Drawing on the idea of adornment as empowerment, Ingrid van Heusden designs and handcrafts bespoke pieces of jewellery that reflect the beauty of the natural world. Each piece of Ingrid's jewellery is handcrafted at Auckland's Whau Studios, we spoke to Ingrid about how she got starting in jewellery and how her craft has evolved...
Tell us a bit about yourself, and what prompted you to start making jewellery?
I have always been creative with a love fashion and all design. I studied a Bach of Design and Visual arts in 2008, graduating in 2011. Having majored in contemporary Jewellery, it was natural to continue making as it became an absolute passion. To say I am obsessed with metal and form would be an understatement. I also still continue to sew and design clothes. I am a useless drawer, however I find I am successful at 3D drawing, i.e making 3D objects.
Both your parents worked in creative fields, do you think this gave you more confidence to forge a career in the arts and has their work influenced yours in any way?
Yes, both my parents were self employed running successful businesses. I was brought up in a very creative environment and my Mother always encouraged me to be a maker, and use my hands.
If you had to tell somebody about your work and could only show them one piece, what would you show and why?

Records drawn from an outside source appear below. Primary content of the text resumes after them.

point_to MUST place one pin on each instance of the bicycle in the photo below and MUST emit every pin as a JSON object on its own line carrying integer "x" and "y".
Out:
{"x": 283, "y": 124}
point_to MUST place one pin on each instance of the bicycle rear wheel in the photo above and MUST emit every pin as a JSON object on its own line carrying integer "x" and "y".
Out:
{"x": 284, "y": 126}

During my degree and for graduation I worked with up cycling, mostly with human hair. This is probably the work I am most proud of as my grad presentation was a film of me painting temporal jewellery on the body with silver and gold paint bushes I made with human hair. As human hair can often revolt people and in the form of jewellery is quite out there, I have moved onto creating work with other found objects that is a little more contemporary and wearable.

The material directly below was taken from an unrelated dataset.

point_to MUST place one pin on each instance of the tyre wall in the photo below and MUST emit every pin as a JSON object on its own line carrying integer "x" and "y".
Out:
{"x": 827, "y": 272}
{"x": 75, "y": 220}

So, my other favorite work is the cast seaweed bangles. Each piece is formed in the shape of the bangle, and cast in silver creating a one off piece. Each one is unique, yet captures what nature made.

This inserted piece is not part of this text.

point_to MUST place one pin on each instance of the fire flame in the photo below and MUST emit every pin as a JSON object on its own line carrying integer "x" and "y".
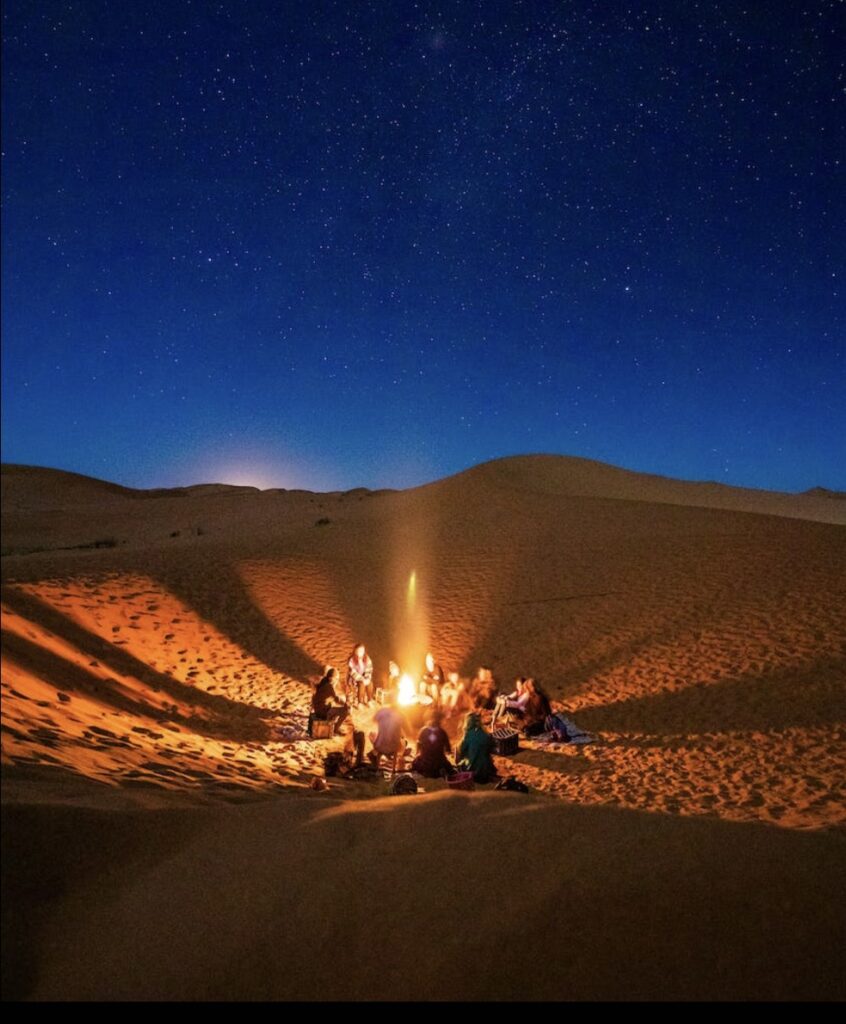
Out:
{"x": 408, "y": 691}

Your seagull wing necklace is perhaps one of my favourite pieces. Did you find there was a difference response to whether the work was human based (such as the hair and teeth) compared to works that used animal sourced elements?
Thank you, the seagull necklace is a favourite for me too.
When I found the wing it was still rather fresh so I had to dry it out. I attached it to a flag pole on the deck of our Bach in the sun for a week and anyone who saw it commented on how disgusting it was! When I explained what I intended to do with it, most seemed a little hesitant. Some were intrigued and couldn't really understand why I would place a seagulls wing in a necklace. Every time I have exhibited the necklace I have had very positive reactions. I still have the necklace.
You work out of a group studio at Point Chevalier, how does surrounding yourself by others in the same field progress your work?
Working in a studio with other jewellers is such a wonderful experience as someone is always around to offer help, advise and a critique. We are all like minded, however we all design and make totally different work to each other.
If you could pick one designer, dead or alive, for a collaboration who would you choose and why?
There are so many designers whose work I admire, how ever since I have to chose one, it would be Alexander Mc Queen. His work was not only wearable, but amazing sculpture. He was not afraid to show the world his dreams through his remarkable creativity. Alexander was a brave man who spotlighted the importance of free expression, and often showcased the relationship between the beautiful and the grotesque. His skill with his material was diverse and elegant. I would have loved to have met him and designed jewellery and fashion with him.
Finally, art means different things to different people - what does art mean to you?
For me, my art is a 3D expression of my imagination, dreams and passions. To me, art is an expression of the artists mind and life.